Tommy Whitelaw was his mother Joan's sole carer for five years until she died last year, and now wants to celebrate the work done by others in similar positions.
The concert, titled Letters, Life and Love Stories will be part of the Celtic Connections festival and will coincide with an exhibition of carers' stories being held in Glasgow Caledonian University. He plans to invite 500 carers to the show, in the City's Royal Concert Hall on January 20.
Mr Whitelaw, 48, of Glasgow, who worked in the music industry, has been campaigning to raise awareness of Scotland's carers and toured the country collecting their letters and stories for the exhibition.
He said: "I started the campaign to raise awareness, travelling around Scotland's towns and cities to gather letters from hundreds of carers and take them to the Scottish Parliament.

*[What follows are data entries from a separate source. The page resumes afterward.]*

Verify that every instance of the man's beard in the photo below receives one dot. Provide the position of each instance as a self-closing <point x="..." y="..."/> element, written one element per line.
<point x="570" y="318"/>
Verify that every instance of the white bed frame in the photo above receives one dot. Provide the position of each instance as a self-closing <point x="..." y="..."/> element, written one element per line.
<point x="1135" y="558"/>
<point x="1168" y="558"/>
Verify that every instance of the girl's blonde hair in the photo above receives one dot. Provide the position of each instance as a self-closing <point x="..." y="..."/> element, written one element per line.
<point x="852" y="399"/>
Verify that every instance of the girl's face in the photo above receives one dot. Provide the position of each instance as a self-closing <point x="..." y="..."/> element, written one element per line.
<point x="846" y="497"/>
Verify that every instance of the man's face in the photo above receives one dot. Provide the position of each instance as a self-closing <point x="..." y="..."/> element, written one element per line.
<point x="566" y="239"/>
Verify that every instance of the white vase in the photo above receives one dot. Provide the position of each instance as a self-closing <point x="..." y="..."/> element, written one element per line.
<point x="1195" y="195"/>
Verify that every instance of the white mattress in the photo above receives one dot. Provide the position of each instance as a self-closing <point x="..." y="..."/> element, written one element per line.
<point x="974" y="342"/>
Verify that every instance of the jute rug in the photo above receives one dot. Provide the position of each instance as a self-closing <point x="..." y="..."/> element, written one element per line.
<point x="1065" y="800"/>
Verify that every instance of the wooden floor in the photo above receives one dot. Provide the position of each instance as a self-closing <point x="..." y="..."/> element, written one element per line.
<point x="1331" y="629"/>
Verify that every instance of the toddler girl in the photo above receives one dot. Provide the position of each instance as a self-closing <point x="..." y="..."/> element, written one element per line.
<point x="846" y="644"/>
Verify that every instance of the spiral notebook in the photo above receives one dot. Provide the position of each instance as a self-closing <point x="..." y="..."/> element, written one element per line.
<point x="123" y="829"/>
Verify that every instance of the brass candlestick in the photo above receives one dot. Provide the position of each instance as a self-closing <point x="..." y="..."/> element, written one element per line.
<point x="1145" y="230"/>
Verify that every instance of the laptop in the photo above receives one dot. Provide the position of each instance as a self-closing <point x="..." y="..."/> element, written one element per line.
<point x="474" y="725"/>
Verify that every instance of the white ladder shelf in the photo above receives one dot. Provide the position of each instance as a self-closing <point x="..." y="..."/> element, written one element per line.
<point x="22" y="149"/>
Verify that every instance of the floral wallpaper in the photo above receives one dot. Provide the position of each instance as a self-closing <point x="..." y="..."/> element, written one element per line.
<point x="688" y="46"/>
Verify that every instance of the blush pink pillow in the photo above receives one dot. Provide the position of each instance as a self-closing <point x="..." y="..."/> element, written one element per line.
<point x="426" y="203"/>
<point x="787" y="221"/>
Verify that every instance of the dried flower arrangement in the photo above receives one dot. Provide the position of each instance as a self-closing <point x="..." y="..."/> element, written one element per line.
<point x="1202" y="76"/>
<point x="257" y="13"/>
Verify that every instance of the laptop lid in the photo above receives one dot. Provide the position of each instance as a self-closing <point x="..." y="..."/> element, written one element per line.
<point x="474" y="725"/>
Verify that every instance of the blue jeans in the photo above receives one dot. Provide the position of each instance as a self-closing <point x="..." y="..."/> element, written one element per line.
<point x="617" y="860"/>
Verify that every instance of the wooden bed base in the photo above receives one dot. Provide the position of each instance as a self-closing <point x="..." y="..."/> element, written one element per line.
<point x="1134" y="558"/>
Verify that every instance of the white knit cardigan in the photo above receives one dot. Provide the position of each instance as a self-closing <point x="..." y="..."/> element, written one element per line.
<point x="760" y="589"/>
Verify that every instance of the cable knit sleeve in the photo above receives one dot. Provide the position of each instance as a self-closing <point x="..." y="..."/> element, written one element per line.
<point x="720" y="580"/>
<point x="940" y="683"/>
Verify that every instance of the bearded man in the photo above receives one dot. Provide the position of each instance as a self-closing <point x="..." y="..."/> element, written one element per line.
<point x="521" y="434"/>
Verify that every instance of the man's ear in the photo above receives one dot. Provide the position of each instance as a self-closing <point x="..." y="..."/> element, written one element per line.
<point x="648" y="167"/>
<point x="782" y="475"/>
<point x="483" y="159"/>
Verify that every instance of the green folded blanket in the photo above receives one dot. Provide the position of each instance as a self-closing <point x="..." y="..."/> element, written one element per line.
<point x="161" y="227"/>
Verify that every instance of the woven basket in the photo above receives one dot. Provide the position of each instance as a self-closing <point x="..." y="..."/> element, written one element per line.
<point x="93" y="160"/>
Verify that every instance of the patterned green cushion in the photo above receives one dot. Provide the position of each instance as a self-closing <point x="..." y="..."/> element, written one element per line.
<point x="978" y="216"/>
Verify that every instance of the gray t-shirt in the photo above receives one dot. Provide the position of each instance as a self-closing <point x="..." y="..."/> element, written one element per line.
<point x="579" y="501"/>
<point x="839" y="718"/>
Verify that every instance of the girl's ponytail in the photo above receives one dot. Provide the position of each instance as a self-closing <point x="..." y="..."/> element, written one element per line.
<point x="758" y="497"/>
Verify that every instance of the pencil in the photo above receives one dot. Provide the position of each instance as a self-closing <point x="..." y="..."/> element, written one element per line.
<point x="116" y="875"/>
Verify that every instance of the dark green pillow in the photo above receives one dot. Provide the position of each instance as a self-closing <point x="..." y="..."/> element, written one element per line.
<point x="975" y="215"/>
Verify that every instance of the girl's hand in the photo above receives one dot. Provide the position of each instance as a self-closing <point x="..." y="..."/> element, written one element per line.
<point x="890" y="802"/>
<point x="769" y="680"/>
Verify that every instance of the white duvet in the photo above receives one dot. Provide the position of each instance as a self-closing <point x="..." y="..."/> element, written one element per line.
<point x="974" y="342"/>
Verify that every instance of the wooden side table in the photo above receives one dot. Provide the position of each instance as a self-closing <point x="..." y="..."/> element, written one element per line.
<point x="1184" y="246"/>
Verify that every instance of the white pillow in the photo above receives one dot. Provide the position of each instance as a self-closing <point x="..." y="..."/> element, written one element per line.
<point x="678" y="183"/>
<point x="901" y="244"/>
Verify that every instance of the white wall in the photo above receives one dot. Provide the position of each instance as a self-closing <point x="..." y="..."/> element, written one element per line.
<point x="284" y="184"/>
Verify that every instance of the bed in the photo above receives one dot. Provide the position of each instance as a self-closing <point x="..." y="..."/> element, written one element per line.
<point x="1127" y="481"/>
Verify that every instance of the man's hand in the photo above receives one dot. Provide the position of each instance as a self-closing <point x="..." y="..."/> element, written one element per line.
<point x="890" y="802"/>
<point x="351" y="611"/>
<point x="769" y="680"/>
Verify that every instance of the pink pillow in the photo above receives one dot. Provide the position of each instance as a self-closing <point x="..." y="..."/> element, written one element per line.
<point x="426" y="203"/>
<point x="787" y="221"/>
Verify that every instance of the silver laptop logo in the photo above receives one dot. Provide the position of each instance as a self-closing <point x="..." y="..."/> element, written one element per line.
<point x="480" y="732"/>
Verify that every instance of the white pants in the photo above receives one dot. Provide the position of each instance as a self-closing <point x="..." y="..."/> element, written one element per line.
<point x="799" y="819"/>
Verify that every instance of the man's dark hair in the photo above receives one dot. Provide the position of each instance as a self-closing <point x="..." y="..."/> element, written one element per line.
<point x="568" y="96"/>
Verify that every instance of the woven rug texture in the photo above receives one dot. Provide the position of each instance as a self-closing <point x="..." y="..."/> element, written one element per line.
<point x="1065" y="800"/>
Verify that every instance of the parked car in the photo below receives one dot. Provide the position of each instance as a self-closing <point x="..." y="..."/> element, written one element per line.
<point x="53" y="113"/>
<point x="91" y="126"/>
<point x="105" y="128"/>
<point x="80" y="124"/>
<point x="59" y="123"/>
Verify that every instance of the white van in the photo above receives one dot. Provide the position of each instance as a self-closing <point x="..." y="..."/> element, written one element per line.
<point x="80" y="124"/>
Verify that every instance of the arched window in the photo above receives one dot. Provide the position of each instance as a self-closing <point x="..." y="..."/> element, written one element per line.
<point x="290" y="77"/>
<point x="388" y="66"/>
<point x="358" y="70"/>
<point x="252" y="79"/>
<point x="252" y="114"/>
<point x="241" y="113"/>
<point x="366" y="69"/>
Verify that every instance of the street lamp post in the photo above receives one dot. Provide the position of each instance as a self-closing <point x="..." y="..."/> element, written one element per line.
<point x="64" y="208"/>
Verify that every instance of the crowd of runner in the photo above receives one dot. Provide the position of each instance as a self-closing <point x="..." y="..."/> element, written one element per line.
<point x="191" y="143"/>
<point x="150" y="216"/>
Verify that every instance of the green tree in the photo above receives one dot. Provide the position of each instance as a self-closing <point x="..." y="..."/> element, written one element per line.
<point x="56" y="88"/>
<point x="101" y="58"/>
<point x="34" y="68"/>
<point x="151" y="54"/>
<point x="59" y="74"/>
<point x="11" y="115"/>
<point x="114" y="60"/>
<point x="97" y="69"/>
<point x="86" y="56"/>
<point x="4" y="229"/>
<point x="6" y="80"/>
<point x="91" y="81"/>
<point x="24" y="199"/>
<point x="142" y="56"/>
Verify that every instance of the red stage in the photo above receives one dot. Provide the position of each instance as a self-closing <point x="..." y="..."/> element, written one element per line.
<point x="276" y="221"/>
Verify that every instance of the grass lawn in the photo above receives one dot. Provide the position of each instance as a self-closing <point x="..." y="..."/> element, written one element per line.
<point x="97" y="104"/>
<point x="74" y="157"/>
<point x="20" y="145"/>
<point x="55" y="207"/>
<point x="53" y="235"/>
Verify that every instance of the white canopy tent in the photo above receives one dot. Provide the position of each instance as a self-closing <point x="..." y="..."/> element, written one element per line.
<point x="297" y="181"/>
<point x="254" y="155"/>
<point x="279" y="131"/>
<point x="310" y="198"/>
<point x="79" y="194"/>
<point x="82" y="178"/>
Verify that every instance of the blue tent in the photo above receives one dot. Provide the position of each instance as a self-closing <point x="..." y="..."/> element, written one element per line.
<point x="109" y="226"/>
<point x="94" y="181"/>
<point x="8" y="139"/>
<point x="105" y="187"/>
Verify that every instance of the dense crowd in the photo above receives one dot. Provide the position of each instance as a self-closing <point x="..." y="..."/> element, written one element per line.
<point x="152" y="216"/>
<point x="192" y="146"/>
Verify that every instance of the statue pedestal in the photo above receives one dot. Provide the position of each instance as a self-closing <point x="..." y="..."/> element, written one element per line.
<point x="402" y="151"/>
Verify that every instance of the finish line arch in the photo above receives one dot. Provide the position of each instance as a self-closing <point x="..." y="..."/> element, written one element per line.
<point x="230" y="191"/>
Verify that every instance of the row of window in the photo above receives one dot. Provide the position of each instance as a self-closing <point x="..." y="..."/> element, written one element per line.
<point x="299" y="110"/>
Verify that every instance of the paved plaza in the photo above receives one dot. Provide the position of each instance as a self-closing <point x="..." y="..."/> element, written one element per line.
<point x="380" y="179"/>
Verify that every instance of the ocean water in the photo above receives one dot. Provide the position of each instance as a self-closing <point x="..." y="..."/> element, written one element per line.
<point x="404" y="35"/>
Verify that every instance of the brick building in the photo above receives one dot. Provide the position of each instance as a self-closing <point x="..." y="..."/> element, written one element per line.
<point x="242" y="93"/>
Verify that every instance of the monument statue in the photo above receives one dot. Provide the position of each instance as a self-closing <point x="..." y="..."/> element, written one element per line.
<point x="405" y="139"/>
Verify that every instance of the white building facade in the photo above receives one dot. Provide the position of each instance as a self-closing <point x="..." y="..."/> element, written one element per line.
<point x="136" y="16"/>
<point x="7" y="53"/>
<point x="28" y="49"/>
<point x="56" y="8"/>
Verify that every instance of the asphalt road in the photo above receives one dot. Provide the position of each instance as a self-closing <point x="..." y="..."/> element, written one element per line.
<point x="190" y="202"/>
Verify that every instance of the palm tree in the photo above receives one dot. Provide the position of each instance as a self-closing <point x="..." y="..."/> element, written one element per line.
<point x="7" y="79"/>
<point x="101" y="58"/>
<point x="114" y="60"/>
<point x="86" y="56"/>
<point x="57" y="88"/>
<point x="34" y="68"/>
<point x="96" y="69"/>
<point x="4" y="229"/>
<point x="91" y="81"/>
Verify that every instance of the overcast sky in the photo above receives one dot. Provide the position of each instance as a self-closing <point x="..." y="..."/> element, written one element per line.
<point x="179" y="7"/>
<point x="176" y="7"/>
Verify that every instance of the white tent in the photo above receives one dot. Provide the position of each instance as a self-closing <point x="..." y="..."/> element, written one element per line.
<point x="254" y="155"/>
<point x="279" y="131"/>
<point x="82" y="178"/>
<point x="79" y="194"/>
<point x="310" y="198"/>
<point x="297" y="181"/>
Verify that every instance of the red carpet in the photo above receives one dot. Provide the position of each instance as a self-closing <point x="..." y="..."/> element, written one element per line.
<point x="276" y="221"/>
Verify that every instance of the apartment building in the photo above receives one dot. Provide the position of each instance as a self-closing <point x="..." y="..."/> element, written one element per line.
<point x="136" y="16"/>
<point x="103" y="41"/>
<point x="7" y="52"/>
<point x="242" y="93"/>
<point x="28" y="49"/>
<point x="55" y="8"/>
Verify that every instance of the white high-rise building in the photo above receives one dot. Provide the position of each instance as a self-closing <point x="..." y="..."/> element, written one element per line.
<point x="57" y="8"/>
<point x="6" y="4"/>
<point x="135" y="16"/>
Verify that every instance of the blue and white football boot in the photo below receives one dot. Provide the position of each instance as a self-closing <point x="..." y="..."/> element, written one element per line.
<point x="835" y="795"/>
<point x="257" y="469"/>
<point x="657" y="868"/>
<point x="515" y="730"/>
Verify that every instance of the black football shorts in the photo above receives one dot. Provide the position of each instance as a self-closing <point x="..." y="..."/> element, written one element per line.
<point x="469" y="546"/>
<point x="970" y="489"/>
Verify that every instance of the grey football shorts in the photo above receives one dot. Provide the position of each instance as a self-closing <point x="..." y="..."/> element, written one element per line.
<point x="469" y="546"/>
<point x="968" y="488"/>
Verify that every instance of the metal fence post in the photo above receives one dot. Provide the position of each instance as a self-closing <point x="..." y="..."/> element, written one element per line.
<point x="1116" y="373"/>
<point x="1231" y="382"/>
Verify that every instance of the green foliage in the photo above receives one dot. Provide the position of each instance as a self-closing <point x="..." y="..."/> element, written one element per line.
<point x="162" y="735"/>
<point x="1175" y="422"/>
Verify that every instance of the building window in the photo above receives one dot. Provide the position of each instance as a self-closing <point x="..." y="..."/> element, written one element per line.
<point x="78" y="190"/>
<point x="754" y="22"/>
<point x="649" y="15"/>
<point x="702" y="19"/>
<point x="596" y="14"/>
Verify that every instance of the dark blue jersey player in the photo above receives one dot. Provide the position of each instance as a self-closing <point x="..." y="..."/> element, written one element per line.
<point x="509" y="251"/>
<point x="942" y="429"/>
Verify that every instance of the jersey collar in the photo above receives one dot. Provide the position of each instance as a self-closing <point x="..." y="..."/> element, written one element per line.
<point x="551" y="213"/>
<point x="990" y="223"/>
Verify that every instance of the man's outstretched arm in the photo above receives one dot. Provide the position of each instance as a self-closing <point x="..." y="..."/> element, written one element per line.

"Among other things, the letters highlight the transformational impact that special health, social care and voluntary staff have had on their journeys, and most importantly the amazing lengths that carers go to through love. This concert is for every carer in Scotland, from volunteers to relatives and people who work in the medical profession."
The concert is being staged in partnership with the Health and Social Care Alliance Scotland, an umbrella group which works with people with long-term illnesses and disabilities.
Alliance chief executive Ian Welsh said: "The concert is a great opportunity for us to celebrate and thank carers for their tireless and all too often unrecognised work."